Performance of the year

  • In 2013, the injury frequency rates decreased from 2012 (down 71.4% for employees and 27.5% for contractors).
  • In 2013, the declining trend of Greenhouse gas, SOx and NOx emissions continued, benefiting from lower production, energy saving measures and increasing use of natural gas to replace fuel oil.
  • The water consumption rate of Refining & Marketing Division declined by more than 21%.
  • In the 2013, the Refining & Marketing Division reported sharply lower adjusted net loss amounting to €232 million (€179 million in 2012). This decrease reflected plunging refining margins driven by weak demand for refined products and overcapacity, the effects of which were exacerbated by shrinking price differentials between light and heavy crudes due to lower heavy crudes supplies in the Mediterranean area. The negative trading environment was partly counteracted by efficiency and optimization gains. Marketing results declined due to lower sales related to the declining demand for fuels and mounting competitive pressure.
  • 2013 refining throughputs were 27.38 mmtonnes, down 8.8% from 2012. In Italy, processed volumes decreased (down 9.4%) due to the planned shutdown of the Venice Refinery following the Green Refinery project and in all the remaining plants due to their downsizing on the back of declining refining margins. Outside Italy, Eni’s refining throughputs decreased by 5.9% in particular in the Czech Republic.
  • In 2013, retail sales in Italy of 6.64 mmtonnes decreased by 15.2% from 2012. This decline was driven by the current economic downturn and increased competitive pressure. In 2013 Eni’s average retail market share was 27.5% decreasing by 3.7 percentage points from 2012 when sales volumes benefitted from the effect of a promotional campaign made during the summer weekends.
  • Retail sales in the Rest of Europe of 3.05 mmtonnes are substantially unchanged from 2012 (up 0.3%) due to higher volumes marketed in Germany and Austria, almost completely offset by lower sales in the Czech Republic and Hungary.
  • Capital expenditure amounting to €619 million related mainly refining, supply and logistics (€444 million) to improve flexibility and yields, in particular at the Sannazzaro Refinery, and marketing activities for the streamlining of the retail distribution network (€175 million).
  • In 2013 total expenditure in R&D in the Refining & Marketing Division amounted to approximately €33 million, net of general and administrative costs.

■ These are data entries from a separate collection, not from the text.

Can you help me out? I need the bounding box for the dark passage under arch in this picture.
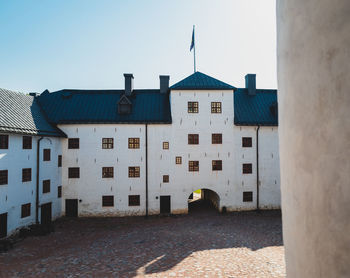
[188,188,220,213]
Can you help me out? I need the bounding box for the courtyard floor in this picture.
[0,204,285,278]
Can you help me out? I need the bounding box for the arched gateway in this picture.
[188,189,220,213]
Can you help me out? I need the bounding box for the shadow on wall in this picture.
[0,211,283,276]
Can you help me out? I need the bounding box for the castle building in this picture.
[0,71,280,237]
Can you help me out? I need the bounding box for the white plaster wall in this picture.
[0,134,62,236]
[148,90,280,214]
[58,124,146,216]
[58,90,281,217]
[259,126,281,209]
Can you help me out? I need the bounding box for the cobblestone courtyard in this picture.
[0,206,285,277]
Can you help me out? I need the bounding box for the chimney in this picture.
[159,75,170,94]
[245,74,256,96]
[124,73,134,96]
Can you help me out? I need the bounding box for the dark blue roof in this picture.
[37,89,172,124]
[0,88,65,137]
[171,71,236,90]
[234,88,278,126]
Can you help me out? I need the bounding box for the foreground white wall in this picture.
[277,0,350,276]
[0,134,62,236]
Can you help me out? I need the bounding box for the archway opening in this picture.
[188,189,220,213]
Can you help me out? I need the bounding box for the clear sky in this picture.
[0,0,276,93]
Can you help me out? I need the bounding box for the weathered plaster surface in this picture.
[277,0,350,277]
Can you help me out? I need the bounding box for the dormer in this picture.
[118,94,132,114]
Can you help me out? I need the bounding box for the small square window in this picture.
[128,167,140,178]
[242,137,252,147]
[175,156,182,164]
[68,167,80,178]
[22,168,32,182]
[163,175,169,183]
[189,161,199,172]
[43,180,50,193]
[0,170,8,185]
[102,167,114,178]
[163,142,169,150]
[188,101,198,113]
[242,163,253,174]
[68,138,79,149]
[188,134,199,145]
[58,186,62,198]
[212,133,222,144]
[0,135,8,149]
[212,160,222,171]
[128,138,140,149]
[102,138,113,149]
[129,195,140,206]
[22,136,32,149]
[211,102,222,113]
[21,203,31,218]
[243,191,253,202]
[43,149,51,161]
[58,155,62,167]
[102,195,114,207]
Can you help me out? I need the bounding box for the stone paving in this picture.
[0,204,285,277]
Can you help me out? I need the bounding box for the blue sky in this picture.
[0,0,276,92]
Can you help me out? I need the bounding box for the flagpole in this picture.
[193,25,196,72]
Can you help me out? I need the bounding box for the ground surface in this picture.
[0,202,285,278]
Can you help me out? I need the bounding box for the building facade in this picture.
[0,72,280,237]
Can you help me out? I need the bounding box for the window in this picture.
[102,138,113,149]
[102,167,114,178]
[129,195,140,206]
[242,163,253,174]
[243,191,253,202]
[189,161,199,172]
[212,133,222,144]
[68,167,80,178]
[102,196,114,207]
[21,203,31,218]
[68,138,79,149]
[128,138,140,149]
[242,137,252,147]
[211,102,222,113]
[58,186,62,198]
[188,134,199,145]
[58,155,62,167]
[163,142,169,150]
[118,103,132,114]
[0,170,8,185]
[163,175,169,183]
[22,136,32,149]
[43,149,51,161]
[188,101,198,113]
[0,135,8,149]
[212,160,222,171]
[128,167,140,178]
[22,168,31,182]
[175,156,182,164]
[43,180,50,193]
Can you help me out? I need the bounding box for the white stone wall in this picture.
[147,90,281,214]
[58,124,147,216]
[0,134,62,236]
[57,90,281,216]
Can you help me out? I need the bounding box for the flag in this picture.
[190,26,195,51]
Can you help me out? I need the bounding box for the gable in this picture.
[171,71,236,90]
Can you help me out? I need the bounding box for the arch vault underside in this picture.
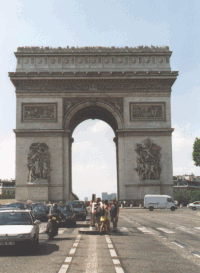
[10,46,178,202]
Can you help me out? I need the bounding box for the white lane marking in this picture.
[137,227,155,234]
[194,253,200,258]
[176,226,195,235]
[58,228,67,235]
[157,228,175,234]
[64,257,72,263]
[172,242,184,248]
[69,248,76,255]
[106,238,112,244]
[113,259,120,265]
[194,227,200,230]
[58,234,81,273]
[73,242,78,247]
[58,264,69,273]
[110,249,117,257]
[117,227,129,234]
[85,236,98,273]
[115,268,125,273]
[106,236,125,273]
[108,243,114,249]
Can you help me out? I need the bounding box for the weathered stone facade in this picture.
[9,46,178,202]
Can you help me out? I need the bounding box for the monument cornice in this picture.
[16,45,172,53]
[14,129,71,137]
[9,71,178,79]
[9,76,177,93]
[116,128,174,137]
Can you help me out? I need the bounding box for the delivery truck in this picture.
[144,195,177,211]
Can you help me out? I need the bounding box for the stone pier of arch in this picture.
[9,46,178,202]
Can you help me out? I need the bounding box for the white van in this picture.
[144,195,177,211]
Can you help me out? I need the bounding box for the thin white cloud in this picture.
[91,121,109,133]
[0,134,15,179]
[172,123,200,175]
[72,141,91,152]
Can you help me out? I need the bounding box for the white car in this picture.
[188,201,200,210]
[0,210,40,252]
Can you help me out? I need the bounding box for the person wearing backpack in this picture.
[110,200,119,233]
[99,200,109,235]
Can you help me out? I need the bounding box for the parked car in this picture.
[66,201,87,221]
[32,206,48,222]
[6,203,28,210]
[144,195,177,211]
[57,205,76,227]
[0,209,40,252]
[188,201,200,210]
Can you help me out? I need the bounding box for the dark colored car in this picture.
[30,203,49,214]
[66,202,87,221]
[6,203,28,210]
[32,206,48,222]
[57,205,76,227]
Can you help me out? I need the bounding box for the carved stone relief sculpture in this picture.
[27,143,50,183]
[22,103,57,122]
[130,102,165,121]
[135,138,161,180]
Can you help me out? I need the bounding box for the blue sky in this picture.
[0,0,200,200]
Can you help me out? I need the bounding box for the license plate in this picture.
[0,242,15,246]
[61,220,66,222]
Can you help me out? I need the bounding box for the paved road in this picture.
[1,209,200,272]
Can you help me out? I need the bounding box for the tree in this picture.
[192,138,200,166]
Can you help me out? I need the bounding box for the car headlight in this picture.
[17,234,31,238]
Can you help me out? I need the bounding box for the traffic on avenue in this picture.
[1,199,200,272]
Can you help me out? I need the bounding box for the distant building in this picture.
[84,197,88,202]
[173,174,200,192]
[102,192,116,201]
[102,192,107,200]
[0,179,15,195]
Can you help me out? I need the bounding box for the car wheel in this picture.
[192,207,196,210]
[149,207,154,211]
[171,207,175,211]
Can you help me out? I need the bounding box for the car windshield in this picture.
[72,203,84,208]
[7,203,26,209]
[0,212,32,225]
[58,206,72,212]
[33,206,46,212]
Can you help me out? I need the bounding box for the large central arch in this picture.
[10,46,178,202]
[64,100,123,200]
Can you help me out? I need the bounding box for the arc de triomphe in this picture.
[9,46,178,202]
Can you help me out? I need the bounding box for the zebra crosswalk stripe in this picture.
[157,228,175,234]
[137,227,155,234]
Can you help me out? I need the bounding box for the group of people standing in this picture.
[94,198,119,235]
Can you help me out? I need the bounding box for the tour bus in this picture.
[144,195,177,211]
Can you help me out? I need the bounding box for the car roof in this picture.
[0,209,31,213]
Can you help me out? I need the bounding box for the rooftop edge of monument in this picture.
[16,45,171,53]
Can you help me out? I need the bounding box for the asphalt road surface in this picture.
[1,208,200,273]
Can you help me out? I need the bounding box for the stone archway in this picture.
[63,99,124,201]
[10,46,178,202]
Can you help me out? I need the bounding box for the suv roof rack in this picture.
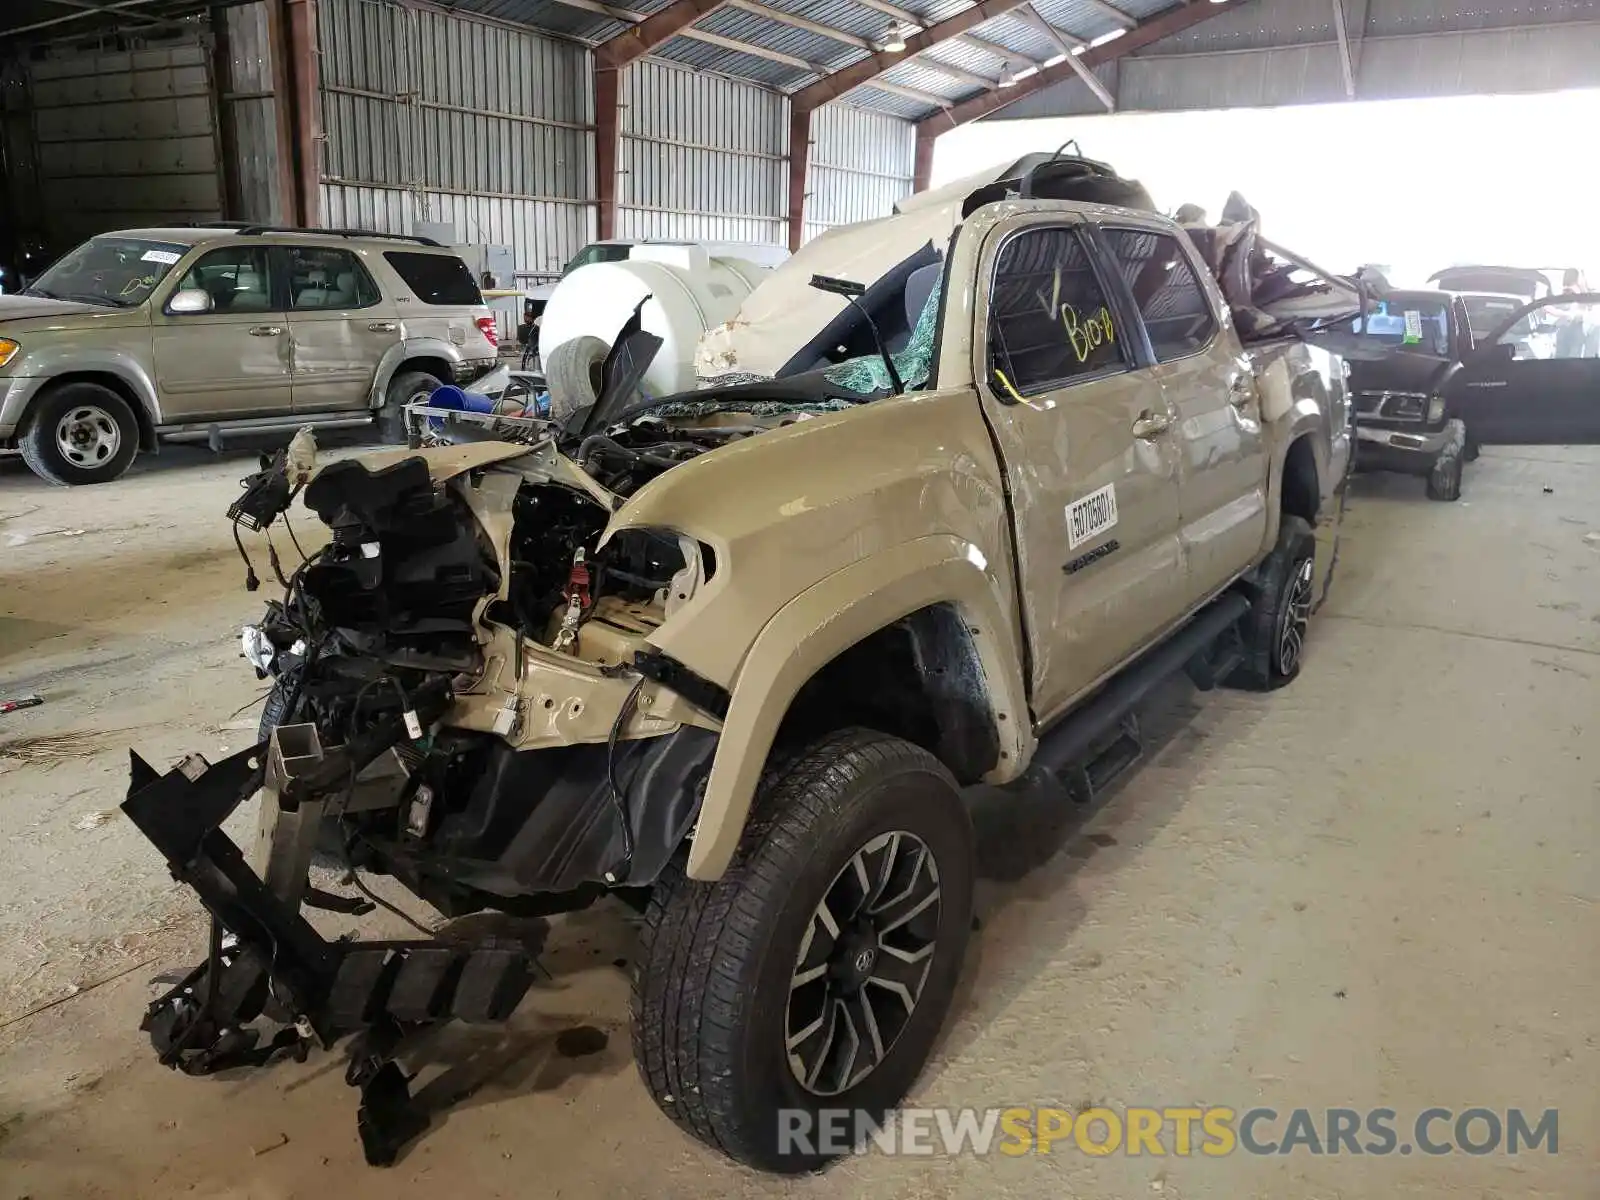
[231,224,444,247]
[168,221,443,247]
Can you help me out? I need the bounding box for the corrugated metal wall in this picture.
[24,40,222,245]
[803,104,916,244]
[317,0,594,282]
[221,1,286,223]
[991,0,1600,116]
[617,59,788,246]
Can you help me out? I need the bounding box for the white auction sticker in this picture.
[141,249,182,265]
[1066,482,1119,550]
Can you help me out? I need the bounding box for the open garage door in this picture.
[27,39,222,246]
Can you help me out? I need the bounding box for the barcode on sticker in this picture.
[1066,483,1119,550]
[142,249,181,265]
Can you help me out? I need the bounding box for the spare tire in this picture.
[544,335,609,426]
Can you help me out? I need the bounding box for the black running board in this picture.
[1032,592,1250,782]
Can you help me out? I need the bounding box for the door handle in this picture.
[248,325,284,337]
[1131,410,1172,439]
[368,321,399,333]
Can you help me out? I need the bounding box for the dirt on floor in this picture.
[0,444,1596,1199]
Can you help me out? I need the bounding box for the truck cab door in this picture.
[974,217,1185,724]
[1450,293,1600,444]
[1095,225,1268,604]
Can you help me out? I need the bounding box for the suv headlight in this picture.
[0,338,20,368]
[1427,396,1446,424]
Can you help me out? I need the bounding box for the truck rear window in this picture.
[384,251,482,306]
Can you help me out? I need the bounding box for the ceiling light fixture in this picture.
[1088,27,1127,47]
[879,22,910,52]
[998,61,1016,87]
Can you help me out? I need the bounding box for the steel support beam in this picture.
[1015,3,1083,55]
[284,0,321,227]
[263,0,302,224]
[919,0,1244,130]
[786,105,810,252]
[595,65,621,240]
[913,125,936,193]
[727,0,870,49]
[1062,46,1116,110]
[1331,0,1357,99]
[595,0,729,69]
[789,0,1030,112]
[1,0,161,36]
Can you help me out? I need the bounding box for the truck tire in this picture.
[1228,514,1316,691]
[1426,447,1463,501]
[631,728,975,1173]
[19,382,140,485]
[544,335,608,426]
[377,370,440,444]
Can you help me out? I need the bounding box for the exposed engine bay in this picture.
[121,334,846,1164]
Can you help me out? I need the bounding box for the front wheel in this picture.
[1228,514,1316,691]
[19,382,140,485]
[631,729,975,1173]
[1426,448,1463,501]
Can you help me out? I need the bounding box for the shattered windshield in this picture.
[26,236,189,308]
[1351,298,1451,357]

In the year 6 patent applications were filed.

Renovation and recovery of Gela Refinery

In July 2013 Eni announced a plan for the renovation and recovery of the Gela Refinery with a total investment of €700 million. The project is aimed to create an economically sound refinery in order to meet the challenges of a competitive and constantly evolving scenario. The refinery will also be redesigned to be more environmentally friendly and respectful of the local area. When fully operational, with its new industrial and organizational structure designed in 2013, the Gela Refinery will be able to generate profits through products more suited to market requirements (maximized production of diesel and interrupted production of gasoline and polyethylene), while at the same time restoring its reliability, flexibility and operational efficiency.

Smart Mobility

In December 2013, Eni launched in Milan the initiative Enjoy, a car sharing free floating with the objective of developing products and services for sustainable mobility. This service provided in partnership with major Italian players (Fiat, Trenitalia, Cartasì) allows the customers to pick up and release in any part of the covered area and represents a new and economic, sustainable and efficient alternative to owning car. The service is simple and completely online, the tariffs are all inclusive and competitive. The initiative will be launched in other major Italian cities and abroad, in order to develop and implement more innovative products and services related to mobility.